Whereas, outside of general stylings and instruments, most bands attempt to replicate the feeling, a solipsistic slant drilling at a common reservoir. And I am one of them. I have misunderstood my influences, from an engineering perspective.

It is hard to remember, but you must play the game as it is, not as it appears to be.

Here are bands I love that Wombo reminds me of: The Strokes, Ought, Broadcast, Lower Dens, The Mallard, Television, and so on… That should be enough good things.

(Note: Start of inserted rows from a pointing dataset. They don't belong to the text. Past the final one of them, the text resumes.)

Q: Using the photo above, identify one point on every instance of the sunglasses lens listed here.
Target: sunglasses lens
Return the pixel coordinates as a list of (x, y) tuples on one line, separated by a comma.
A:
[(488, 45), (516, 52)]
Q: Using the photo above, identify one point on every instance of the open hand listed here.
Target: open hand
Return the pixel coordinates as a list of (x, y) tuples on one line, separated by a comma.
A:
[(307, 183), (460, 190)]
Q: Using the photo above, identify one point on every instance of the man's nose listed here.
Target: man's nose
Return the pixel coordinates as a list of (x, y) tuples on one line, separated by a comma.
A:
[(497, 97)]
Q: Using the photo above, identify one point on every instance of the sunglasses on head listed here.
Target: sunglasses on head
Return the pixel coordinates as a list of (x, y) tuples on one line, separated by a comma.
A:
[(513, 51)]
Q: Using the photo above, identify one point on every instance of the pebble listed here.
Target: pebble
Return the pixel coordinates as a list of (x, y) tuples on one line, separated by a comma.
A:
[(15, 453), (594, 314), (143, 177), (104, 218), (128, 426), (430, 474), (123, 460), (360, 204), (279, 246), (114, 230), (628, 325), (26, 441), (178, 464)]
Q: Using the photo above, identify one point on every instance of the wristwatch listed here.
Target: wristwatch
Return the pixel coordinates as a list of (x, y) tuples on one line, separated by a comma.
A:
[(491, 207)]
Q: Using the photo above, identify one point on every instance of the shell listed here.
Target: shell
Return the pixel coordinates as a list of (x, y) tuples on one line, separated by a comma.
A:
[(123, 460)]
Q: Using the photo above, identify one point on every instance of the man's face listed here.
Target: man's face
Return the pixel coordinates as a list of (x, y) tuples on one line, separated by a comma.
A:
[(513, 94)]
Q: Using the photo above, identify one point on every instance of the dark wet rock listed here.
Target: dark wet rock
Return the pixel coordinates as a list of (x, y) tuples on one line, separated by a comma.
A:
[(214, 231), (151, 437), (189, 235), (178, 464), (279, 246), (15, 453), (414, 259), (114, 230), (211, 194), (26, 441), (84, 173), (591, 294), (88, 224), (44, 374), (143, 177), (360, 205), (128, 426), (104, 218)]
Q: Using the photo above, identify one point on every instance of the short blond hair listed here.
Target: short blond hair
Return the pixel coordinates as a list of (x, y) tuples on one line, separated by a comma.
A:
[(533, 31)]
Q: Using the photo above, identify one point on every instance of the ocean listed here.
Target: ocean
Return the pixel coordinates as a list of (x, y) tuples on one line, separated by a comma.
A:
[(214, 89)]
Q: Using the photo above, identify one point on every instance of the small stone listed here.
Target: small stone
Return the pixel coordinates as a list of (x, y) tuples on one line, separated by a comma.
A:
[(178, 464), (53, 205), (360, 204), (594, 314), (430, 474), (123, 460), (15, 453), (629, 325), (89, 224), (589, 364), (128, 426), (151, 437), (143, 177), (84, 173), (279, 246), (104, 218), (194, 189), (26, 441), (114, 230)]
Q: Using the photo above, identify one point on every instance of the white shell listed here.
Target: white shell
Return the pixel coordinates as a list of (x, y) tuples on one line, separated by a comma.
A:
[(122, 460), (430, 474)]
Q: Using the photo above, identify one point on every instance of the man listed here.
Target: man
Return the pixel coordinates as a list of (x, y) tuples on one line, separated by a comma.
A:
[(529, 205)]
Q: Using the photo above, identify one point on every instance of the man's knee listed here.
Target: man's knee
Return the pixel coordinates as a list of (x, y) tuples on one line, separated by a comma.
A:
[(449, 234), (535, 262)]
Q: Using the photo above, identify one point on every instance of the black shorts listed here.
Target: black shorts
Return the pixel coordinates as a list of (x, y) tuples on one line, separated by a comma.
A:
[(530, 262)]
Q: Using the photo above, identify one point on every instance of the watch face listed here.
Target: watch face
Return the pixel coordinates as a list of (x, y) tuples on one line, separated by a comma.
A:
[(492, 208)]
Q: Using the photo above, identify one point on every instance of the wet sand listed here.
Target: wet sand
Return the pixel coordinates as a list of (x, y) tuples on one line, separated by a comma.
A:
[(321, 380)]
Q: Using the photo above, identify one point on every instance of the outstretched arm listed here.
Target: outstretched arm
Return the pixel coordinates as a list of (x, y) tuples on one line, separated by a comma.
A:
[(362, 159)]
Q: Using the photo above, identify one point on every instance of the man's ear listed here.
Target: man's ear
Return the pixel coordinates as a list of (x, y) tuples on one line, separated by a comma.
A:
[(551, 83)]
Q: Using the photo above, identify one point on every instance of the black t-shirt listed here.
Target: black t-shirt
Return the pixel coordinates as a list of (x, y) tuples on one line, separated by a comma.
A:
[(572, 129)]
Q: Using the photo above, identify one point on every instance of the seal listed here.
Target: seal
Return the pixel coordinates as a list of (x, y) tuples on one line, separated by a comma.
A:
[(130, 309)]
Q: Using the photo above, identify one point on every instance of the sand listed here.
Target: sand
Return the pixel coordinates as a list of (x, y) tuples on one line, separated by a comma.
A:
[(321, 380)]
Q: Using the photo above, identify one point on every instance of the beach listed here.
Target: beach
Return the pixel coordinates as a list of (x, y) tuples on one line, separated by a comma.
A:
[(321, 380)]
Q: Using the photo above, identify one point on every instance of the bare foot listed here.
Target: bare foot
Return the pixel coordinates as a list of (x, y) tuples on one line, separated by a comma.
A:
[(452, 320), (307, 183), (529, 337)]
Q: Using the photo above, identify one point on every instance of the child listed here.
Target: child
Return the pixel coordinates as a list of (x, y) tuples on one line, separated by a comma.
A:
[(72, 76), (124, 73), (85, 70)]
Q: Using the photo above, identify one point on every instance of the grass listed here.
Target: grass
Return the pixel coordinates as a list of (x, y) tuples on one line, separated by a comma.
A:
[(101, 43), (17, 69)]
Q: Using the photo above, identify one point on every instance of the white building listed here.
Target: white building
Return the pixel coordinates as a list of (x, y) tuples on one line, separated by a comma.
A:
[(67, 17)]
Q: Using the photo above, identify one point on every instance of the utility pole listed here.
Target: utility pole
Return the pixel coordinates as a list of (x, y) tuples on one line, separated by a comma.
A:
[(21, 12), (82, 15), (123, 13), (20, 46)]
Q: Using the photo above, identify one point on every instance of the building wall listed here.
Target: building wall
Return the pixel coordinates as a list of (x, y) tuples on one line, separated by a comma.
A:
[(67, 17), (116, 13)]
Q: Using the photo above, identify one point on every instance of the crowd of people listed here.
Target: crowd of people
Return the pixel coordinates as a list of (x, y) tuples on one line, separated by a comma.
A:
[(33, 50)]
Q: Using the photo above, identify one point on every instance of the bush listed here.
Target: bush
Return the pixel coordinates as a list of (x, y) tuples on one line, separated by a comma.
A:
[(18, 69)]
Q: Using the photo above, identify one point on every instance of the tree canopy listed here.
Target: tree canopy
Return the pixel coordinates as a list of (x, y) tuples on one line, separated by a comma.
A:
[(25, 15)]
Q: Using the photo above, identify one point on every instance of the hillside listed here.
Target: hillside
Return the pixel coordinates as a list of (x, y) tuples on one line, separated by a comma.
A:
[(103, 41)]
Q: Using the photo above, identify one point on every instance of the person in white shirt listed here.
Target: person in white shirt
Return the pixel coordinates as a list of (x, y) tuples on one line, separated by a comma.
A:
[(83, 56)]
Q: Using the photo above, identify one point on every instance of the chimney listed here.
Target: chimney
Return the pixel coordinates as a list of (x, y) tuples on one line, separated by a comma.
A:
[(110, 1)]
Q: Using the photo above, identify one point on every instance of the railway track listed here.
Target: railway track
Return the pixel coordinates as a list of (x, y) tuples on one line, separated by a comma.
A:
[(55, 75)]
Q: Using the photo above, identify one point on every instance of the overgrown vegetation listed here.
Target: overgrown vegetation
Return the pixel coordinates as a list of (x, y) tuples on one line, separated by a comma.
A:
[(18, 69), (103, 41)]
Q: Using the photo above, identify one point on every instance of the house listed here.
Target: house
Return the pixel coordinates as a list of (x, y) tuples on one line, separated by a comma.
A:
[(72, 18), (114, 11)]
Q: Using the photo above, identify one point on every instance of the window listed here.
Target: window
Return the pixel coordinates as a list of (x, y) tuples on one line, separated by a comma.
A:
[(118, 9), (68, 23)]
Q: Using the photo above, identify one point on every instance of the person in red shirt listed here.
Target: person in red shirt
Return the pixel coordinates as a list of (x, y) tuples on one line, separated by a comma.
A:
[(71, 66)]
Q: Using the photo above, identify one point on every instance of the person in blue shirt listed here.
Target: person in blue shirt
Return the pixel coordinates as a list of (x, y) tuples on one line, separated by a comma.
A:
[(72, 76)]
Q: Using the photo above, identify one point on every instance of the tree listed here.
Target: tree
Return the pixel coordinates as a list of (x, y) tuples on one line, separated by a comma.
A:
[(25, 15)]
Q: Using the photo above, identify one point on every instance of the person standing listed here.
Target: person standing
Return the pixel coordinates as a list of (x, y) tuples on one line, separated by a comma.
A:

Here is a quote from Annie Dillard, promising alternate cores or reservoirs and the mechanisms to get there:

“We teach our children one thing only, as we were taught: to wake up. We teach our children to look alive there, to join by words and activities the life of human culture on this planet’s crust. As adults we are almost all adept at waking up. We have so mastered the transition we make a hundred times a day, as, like so many will-less dolphins, we plunge and surface, lapse and emerge. We live half our waking lives and all of our sleeping lives in some private, useless, and insensible waters we never mention or recall. Useless, I say. Valueless, I might add — until someone hauls their wealth up to the surface and into the wide-awake city, in a form that people can use.”

TRACK | Wombo – Sad World

5/5 golden merles

Wombo’s Blossomlooksdownuponus is end-to-end the best full length I’ve heard in awhile. No doubt some variation of the recent singles, EPs and LPs will find their way onto the next few mixes I spam unsolicited at my friends and family. And, again, I owe it to the folks at various small flames. Go there, it’s better than this place.

There are extreme levels of grace on this thing. What a talented team of folks, threading the needle of perception, of content and form, of what is tolerable and what is memorable.

As the old saying goes, a camel has a greater chance of passing through the eye of a needle than an art rock band has of creating a convincing hook.

There is here a form of post-punk that aspires for much more than novelty or style, that backs aesthetic with songcraft and substance, using the energy in either to propel the other forward. Sometimes one or the other is sufficient, but it needn’t be.

I can’t help feeling like my merely mentioning it degrades it’s quality slightly, which is maybe why I haven’t heard of the thing to this point. But there is too much to admire within.

I have blundered slightly in purchasing the WOMBO COMBO, denying me unlimited streaming rights to the LP. However, it may genuinely be worth purchasing twice.


TRACK | Stephen J. Denning – Out of My Depth

5/5 golden merles

On bandcamp Denning describes this as “fuzzy, midwestern surf rock.” And that it is.

Well, I don’t know if he’s midwestern. I have no way of knowing where Stephen J. Denning is at any given moment nor even any reliable means of adequately tracking him to within a region of several miles. And I’ll testify to that in court.

But listen here you assembled invalids, you timeless quant of dullards, you lil’, diminutive shits: there are more agreeable tones in this tiny tomb than all the Muppet mass graves of our youths combined.

There’s no easy way to say this. But I don’t think words themselves can do the track justice, I’m sorry. You’ll just have to listen to it, there’s no way around it.